My Journey to Kaggle Competitions Grandmaster Status: Hyperparameter Tuning a Random Forest Classifier Model (Titanic dataset)

Picture courtesy of Kaggle.com

Hello and welcome back! This will be my final installment using Kaggle’s ever-popular Titanic dataset. Let’s hope we can make the best of it. For this installment I decided to use the features and preprocessing I used in the first Titanic dataset installment. For a refresher, my dataset looks like so:

My Titanic dataframe and the first five rows of data

Today’s focus was on hyperparameter tuning. This is an important concept to understand, as it can easily mean the difference between a great model and a sub-par baseline model. When tuning your model’s parameters it is best to do some research. Get a feel for the parameters that you are working with, common approaches done by other data scientists, and most importantly plan, plan, plan. For my model I decided to tune n_estimators, max_depth, min_samples_split, and min_samples_leaf.

I began as any decent Data scientist, and indeed Computer scientist, should: planning out a course of action. After listing out each parameter used in a RandomForestClassifier I whittled my list down into the parameters I wanted to focus on tuning. I did some research in an attempt to better understand these parameters and what past tuning methods looked like. I decided on approaching this problem using arrays of selected values for each parameter I wanted to tune. I worked through one parameter at a time, fitting the model to the training data then using the validation data to calculate an Area Under the Curve value.

To ensure this process went a little bit quicker and more efficiently, I coded up a quick function that would take care of most of this process, I would simply need to call this function and pass in the parameter I wanted to tune and the list of selected values to use for tuning. My output would be the maximum AUC score achieved in the tuning process as well as the value used to reach that max score. The function also printed out a graph tracking the AUC score over each tuning value.

Function used to automate the model tuning, training, and prediction process

I then created my list of values for each parameter, being careful to ensure I used what I felt to be the best range.

Lists of values for each parameter I decided to work on tuning

After passing each list through the function I was given four graphs to visualize the AUC score of each parameter tune. Using these graphs I was able to find the global maximums as well as where the value began to flatten out, thus making any further values obsolete.

Graphs used to track changing AUC score based on parameter. Parameters used: min_samples_leaf(top-left), min_samples_split(top-right), max_depth(bottom-left), and n_estimators(bottom-right)

Wanting to understand the specific values I printed out each parameter’s best value obtained in the tuning process as well as the AUC score that was achieved. This gave me the following numbers:

Code used to print out the best value for each parameter and its corresponding AUC score (top) and the output I received (bottom)

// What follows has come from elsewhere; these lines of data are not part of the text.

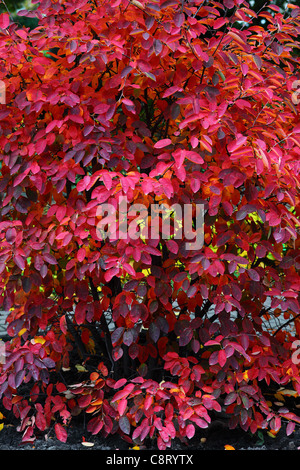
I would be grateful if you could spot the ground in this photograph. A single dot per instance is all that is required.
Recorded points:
(216, 438)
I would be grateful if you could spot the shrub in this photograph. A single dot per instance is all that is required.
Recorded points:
(179, 104)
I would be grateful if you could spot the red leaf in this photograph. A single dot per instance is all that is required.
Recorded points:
(290, 428)
(190, 431)
(40, 421)
(60, 432)
(222, 358)
(162, 143)
(4, 20)
(124, 424)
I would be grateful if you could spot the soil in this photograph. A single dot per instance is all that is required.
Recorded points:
(215, 438)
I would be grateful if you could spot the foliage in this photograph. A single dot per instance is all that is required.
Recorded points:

Using these parameter values I put together my final, hyperparameter tuned model, fit the training data, and ran the validation data through to get a validation Area Under the Curve score. This ended up being lower than all of my previous attempts, but not by much, and after all the most important score comes when running the test data through the model.

The code I used to create my RandomForestClassifier model using the tuned parameter values (top) and the output AOC and Accuracy Score of the validation data (bottom)

At the last minute I decided, since I had my model built, I wanted to do a quick feature importance check to see if there might be some noise I could possibly get rid of. I then plotted the feature importance results for a more readable visualization.

The code for testing my model’s feature importance (top) and the subsequent output of feature importance results (bottom)
The code used to visualize my feature importance results (top) and the subsequent graph (bottom)

Using these results I determined to remove “Age” and “Parch” from the data, cutting out the possible noise they might create. I recreated my model with the modified data and got a new validation AOC and Accuracy Score, slightly lower than the first but again nothing too worrisome.

The code and output of the modified data’s validation AOC and Accuracy Score

I took the final step with this data set, ensuring the test subset was preprocessed correctly and the final dataframe was formatted to the Kaggle Gods’ contentment. I then made my final submission and crossed my fingers.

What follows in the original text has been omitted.